3.2. Results of the Norway Spruce Forest Modelling

The analysis of Sørensen’s similarity index (β) showed that, for the dom species, β will be decreasing constantly until 2090, when it should slightly begin to rise (Figure 2a). Considering all studied sites, the β median is 0.54 (min. 0.48 in 2090, max. 0.54 in 2100), meaning that on average 46% of dominant species will change over time. The structure of dominant vegetation will change the slightest in Rodope montane forests (β = 0.93 in 2030), and the strongest in Balkan mixed forests (β = 0.24 in 2040, Golija site).
Changes in typ species are less pronounced. The median β for all sites is 0.62 (min. 0.58 in 2040, max. 0.82 in 1990), and it is pretty much constant throughout the simulation period (specifically from 2010 to 2100). The only ecoregion that stands out is Rodope montane forests, with very high β = 0.95 until 2030, when it will start to decrease to 0.82 in 2100 (Figure 2b).
The changes in vegetation structure are probably the most noticeable when we consider dia species, although the overall median β is the same as with dom species—0.54 (min. 0.53 in 2060, 2070, and max. 0.75 in 1990). Considering all analysed sites, almost half of the diagnostic species were already ‘changed’ in the 1980–2010 period (Figure 2c), and according to the simulation, β will remain almost constant until the end of the century, when it will rise to 0.65. Only Rodope montane forests will not follow such a trend; it appears that β will start to decrease near the end of the 21st century (min. 0.86 in 2090, 2100).
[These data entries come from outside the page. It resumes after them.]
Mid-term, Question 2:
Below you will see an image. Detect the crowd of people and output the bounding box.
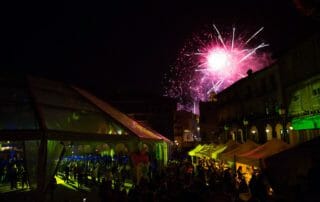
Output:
[60,154,269,202]
[0,157,30,190]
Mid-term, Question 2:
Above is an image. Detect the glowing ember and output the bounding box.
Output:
[165,25,271,111]
[206,50,231,71]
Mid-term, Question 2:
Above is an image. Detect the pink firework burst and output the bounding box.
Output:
[165,25,271,111]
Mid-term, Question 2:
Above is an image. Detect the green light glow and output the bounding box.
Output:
[211,146,227,159]
[188,144,203,156]
[292,115,320,130]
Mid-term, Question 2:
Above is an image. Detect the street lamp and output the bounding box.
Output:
[279,108,287,142]
[224,124,229,141]
[243,119,249,141]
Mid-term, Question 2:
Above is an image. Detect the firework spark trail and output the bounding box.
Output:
[213,24,226,49]
[239,43,269,63]
[231,27,236,51]
[245,27,264,44]
[165,25,271,111]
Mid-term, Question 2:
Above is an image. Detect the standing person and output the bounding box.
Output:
[64,165,70,183]
[21,166,30,189]
[48,177,57,201]
[9,163,18,189]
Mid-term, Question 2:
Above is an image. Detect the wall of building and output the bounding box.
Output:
[200,35,320,143]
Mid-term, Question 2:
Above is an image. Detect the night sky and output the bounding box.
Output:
[0,0,319,99]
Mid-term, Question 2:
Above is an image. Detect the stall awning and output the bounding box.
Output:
[292,115,320,130]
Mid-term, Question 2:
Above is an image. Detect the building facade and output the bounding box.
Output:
[200,35,320,144]
[108,95,177,141]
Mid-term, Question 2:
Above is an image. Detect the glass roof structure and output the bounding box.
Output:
[0,75,170,142]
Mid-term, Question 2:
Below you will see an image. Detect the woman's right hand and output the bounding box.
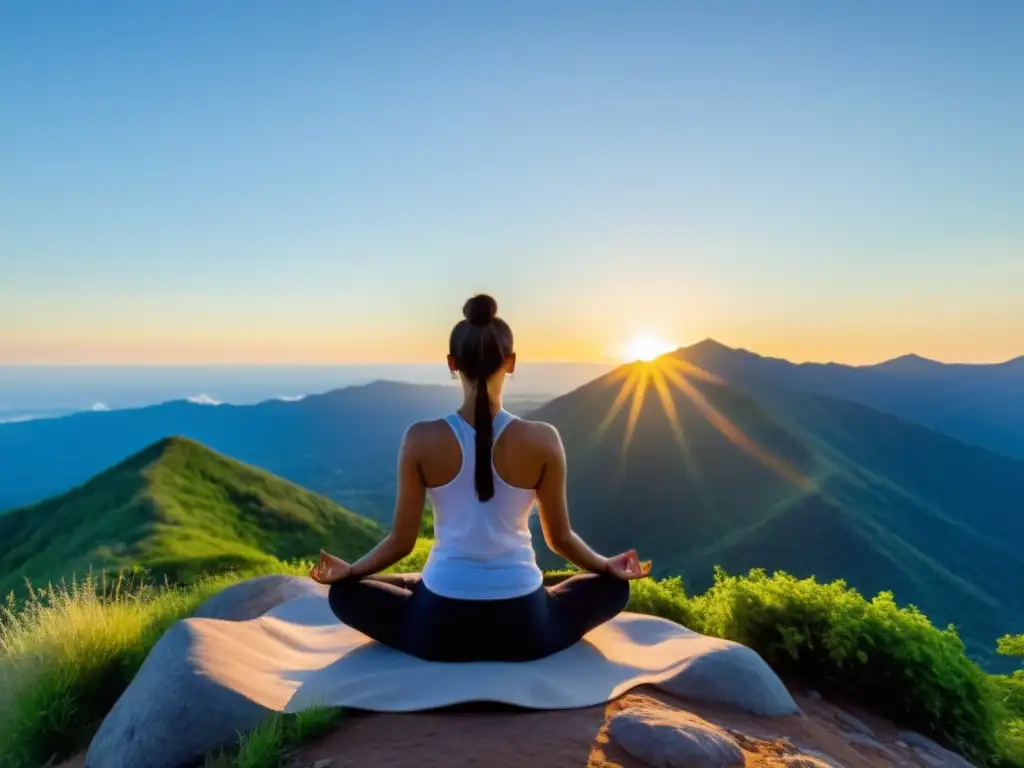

3.3. Habitat Suitability Analysis

HSI was used as a measure of the influence of future climate changes (A1B scenario) and N input on the quality of habitat that might affect the dom, typ, and dia species occurrence. The HSIdom value increases for the Dinaric and Rodope montane forests and partly in Balkan mixed forests after 2008. Until the end of the simulation period (2100), it remains balanced with only small oscillations (Figure 3a). The HSItyp increases in Balkan mixed forests after 2008, up until 2083. After 2083, it decreases again to the end of the simulation period (2100). For the Rodope mountain forests, the model shows the earliest (from 2029) and largest decrease (from 0.54 to 0.34) of HSItyp. The value of the HSIdia is lower in comparison to the HSIdom and HSItyp for all ecoregions, with the exception of the Kopaonik site (Figure 3a–c). It should also be noted that, after the 2080s, the Balkan mixed forest ecoregion (for all three groups of species: dom, typ, and dia) will experience a decline in habitat suitability.
After the correlation analysis, we compared obtained indices across each other (Table 2).
The highest positive correlation was found between HSIdom and HSItyp in the Balkan mixed forest (Golija site) ecoregion, and the highest negative correlation (−0.85) was found between the occurrence probability of Norway spruce (Zlatar site) and mean monthly temperature.
There was a strong correlation found between the HSIdom and habitat suitability of two other groups of species (typ and dia), indicating that all three groups prefer similar habitat conditions, and their species overlap. Additionally, OP of Norway spruce was strongly correlated with all three HSIs, indicating their mutual dependence. Regarding the environmental variables, HSIdom had a strong positive correlation with annual precipitation and soil pH and a strong negative correlation with annual temperature and N deposition reduction (Table 2). The other two HSIs were similar. The only environmental parameter strongly correlated with all three HSIs is the annual precipitation amount. This result confirms the strong dependence of Norway spruce forests on both aboveground and underground water availability.
Observing the relationship between OP of Norway spruce and environmental variables, the only strong correlation was found for precipitation (Table 2). That led us to the conclusion that Norway spruce, in particular, is the species that reacts the most to a lack of precipitation; thus, the entire habitat becomes less suitable for the entire Norway spruce forest.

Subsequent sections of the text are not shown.